Perang Harga, Cara Rusia Hancurkan Produsen Minyak Serpih AS

0
85
An oil rig situated in a calm blue ocean exploring for oil and gas. The oil rig is flaring from the side and this is reflected in the ocean. Fluffy white clouds are scattered in a blue sky.

JAVAFX – Kedua tolok ukur harga minyak dunia diperdagangkan pada titik terendah sejak awal 2016 dan mengalami penurunan satu hari terbesar sejak Perang Teluk pada Januari 1991. Turunnya harga minyak dikombinasikan dengan kegelisahan akibat wabah corona yang mengirim gelombang kejutan melalui pasar keuangan global dan mendorong terjun pasar saham. Indek Dow Jones jatuh lebih dari 2.000 poin, atau 7,8%, sedangkan S&P 500 turun 7,6%. Harga minyak mentah AS sendiri turun $ 10,15, atau 24,6%, menetap di $ 31,13 per barel. Menyeret saham bank-bank yang dikenal sebagai pemberi pinjaman terbesar untuk sektor energi jatuh Senin (09/03/2020).

Disisi lain, produksi minyak A.S. telah tumbuh pesat sejak 2009, didorong oleh peningkatan produksi dari minyak serpih (shale oil), yang mencapai 7,7 juta barel per hari pada tahun 2019, demikian menurut laporan dari Lembaga Informasi Energi (EIA). Produksi minyak serpih, menyumbang 63% dari produksi minyak A.S. tahun lalu.

Rusia sepertinya tidak akan berkedip, ungkap Matthew Schmidt, associate professor ilmu politik di University of New Haven. Moskow tampaknya berniat untuk mendorong produsen serpih Amerika Utara yang tidak dapat memompa dengan harga saat ini, katanya. Tetapi langkah itu adalah “risiko nyata bagi Rusia karena mereka dapat mendorong harga turun dan tidak membuat mereka kembali karena berbagai alasan,” katanya. Moskow bertaruh bisa menunggu para pesaingnya.

Sementara Saudi lebih berhati-hati dalam hal frustrasi terhadap produsen serpih, langkah-langkah baik oleh Riyadh dan Moskow sebagian didorong oleh pertimbangan pangsa pasar global. Banyak pendapat menyebut ini awal perang harga antara Arab Saudi dan Rusia. Memang benar bahwa produsen minyak mentah terbesar kedua dan ketiga di dunia akan bersaing dalam hal harga. Tapi kami pikir itu sebenarnya lebih merupakan perang untuk pangsa pasar dan itu bukan hanya antara Rusia dan Arab Saudi. Perang harga akan menyakitkan baik bagi Arab Saudi dan Rusia.

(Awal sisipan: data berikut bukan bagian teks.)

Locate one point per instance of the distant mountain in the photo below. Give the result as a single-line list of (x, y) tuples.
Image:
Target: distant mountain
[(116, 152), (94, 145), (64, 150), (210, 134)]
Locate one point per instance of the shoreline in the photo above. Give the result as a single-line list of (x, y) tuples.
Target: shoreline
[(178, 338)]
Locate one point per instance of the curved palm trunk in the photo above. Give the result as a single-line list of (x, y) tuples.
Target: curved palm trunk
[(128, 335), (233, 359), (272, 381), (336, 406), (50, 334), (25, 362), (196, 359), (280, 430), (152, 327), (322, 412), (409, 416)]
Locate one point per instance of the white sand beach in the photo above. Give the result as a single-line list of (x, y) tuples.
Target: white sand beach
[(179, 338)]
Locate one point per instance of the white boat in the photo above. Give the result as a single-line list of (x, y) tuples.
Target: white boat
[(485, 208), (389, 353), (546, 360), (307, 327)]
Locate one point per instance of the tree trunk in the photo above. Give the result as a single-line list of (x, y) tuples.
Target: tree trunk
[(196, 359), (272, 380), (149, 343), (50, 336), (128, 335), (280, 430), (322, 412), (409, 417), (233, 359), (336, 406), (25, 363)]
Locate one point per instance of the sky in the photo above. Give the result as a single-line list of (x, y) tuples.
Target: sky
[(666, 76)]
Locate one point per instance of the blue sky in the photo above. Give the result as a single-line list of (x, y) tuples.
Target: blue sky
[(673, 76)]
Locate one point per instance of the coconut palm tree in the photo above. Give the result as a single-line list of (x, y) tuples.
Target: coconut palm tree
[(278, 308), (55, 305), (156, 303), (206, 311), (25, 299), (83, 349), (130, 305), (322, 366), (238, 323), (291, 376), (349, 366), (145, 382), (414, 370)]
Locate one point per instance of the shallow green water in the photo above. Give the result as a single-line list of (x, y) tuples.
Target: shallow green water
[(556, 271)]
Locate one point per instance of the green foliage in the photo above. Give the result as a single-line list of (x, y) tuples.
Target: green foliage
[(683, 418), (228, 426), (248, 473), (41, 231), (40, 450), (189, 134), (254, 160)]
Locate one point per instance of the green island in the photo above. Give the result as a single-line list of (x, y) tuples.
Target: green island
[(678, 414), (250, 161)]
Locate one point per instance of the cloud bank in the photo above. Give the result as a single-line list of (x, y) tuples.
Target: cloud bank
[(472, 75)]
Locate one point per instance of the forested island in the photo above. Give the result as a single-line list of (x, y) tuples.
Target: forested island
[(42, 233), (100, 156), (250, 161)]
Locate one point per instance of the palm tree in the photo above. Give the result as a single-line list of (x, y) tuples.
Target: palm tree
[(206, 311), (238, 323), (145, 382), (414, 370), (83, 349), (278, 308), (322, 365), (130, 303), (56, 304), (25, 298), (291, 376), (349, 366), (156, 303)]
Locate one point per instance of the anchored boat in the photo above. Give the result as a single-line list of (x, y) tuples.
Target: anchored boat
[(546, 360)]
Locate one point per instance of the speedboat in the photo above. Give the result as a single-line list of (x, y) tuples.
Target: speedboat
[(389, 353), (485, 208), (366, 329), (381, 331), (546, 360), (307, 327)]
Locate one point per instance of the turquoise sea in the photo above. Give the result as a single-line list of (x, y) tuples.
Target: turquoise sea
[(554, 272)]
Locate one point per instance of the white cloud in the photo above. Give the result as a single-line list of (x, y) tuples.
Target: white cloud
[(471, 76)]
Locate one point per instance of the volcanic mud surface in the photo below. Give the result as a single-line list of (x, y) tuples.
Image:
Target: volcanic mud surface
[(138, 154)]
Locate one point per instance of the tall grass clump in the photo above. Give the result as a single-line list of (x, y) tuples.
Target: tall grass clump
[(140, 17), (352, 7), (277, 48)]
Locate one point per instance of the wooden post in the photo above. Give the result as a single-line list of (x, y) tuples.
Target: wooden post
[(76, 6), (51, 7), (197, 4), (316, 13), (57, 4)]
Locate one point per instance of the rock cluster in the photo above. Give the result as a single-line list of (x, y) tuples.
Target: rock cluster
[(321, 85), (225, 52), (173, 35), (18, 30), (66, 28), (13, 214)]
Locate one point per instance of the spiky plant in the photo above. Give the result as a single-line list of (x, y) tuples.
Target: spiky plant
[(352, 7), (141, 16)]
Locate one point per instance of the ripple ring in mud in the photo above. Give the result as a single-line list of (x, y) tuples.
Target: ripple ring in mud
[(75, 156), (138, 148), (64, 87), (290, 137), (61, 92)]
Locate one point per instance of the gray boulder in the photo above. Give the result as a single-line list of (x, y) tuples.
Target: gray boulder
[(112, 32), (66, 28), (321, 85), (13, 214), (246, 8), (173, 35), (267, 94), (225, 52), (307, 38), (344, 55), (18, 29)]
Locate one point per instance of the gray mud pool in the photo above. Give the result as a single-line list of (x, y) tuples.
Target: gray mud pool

Setidaknya, Arab Saudi membutuhkan minyak mentah Brent untuk diperdagangkan di sekitar $ 80 per barel untuk mempertahankan anggaran yang seimbang, tetapi memiliki ruang untuk menjalankan defisit mengingat kemampuannya untuk meminjam di pasar utang publik. Rusia membutuhkan harga hanya $ 45 per barel untuk menyeimbangkan anggarannya, meskipun harga sekarang jauh di bawah level itu, kata ahli strategi komoditas Ryan Fitzmaurice di Rabobank.

Tetapi produsen serpih AS, yang sudah siap secara finansial, kini menghadapi tantangan terbesarnya. Sejumlah saham produsen serpih AS turun tajam pada perdagangan hari Senin (09/03/2020), sementara obligasi korporasi untuk grup diperdagangkan dengan diskon tajam karena prospek industri yang tidak pasti dan meningkatnya risiko kebangkrutan, katanya.

Analis Goldman Sachs pada hari Minggu mengatakan perang harga dapat mendorong harga minyak mentah menuju $ 20 per barel, terutama karena perlambatan ekonomi yang disebabkan oleh wabah coronavirus memperlambat permintaan global. Level harga tersebut “akan mulai menciptakan tekanan finansial akut dan penurunan produksi dari shale serta produsen berbiaya tinggi lainnya,” Goldman memperingatkan.

Fitzmaurice mengatakan penyelamatan Rusia “kemungkinan akan mengarah pada revisi penurunan yang signifikan terhadap pertumbuhan produksi AS pada tahun 2020 dan 2021 ketika produsen beralih ke mode ‘pemeliharaan’ dan lebih lanjut mengurangi pengeluaran modal dan anggaran pengeboran dalam upaya untuk bertahan dalam periode harga minyak berkelanjutan,” katanya.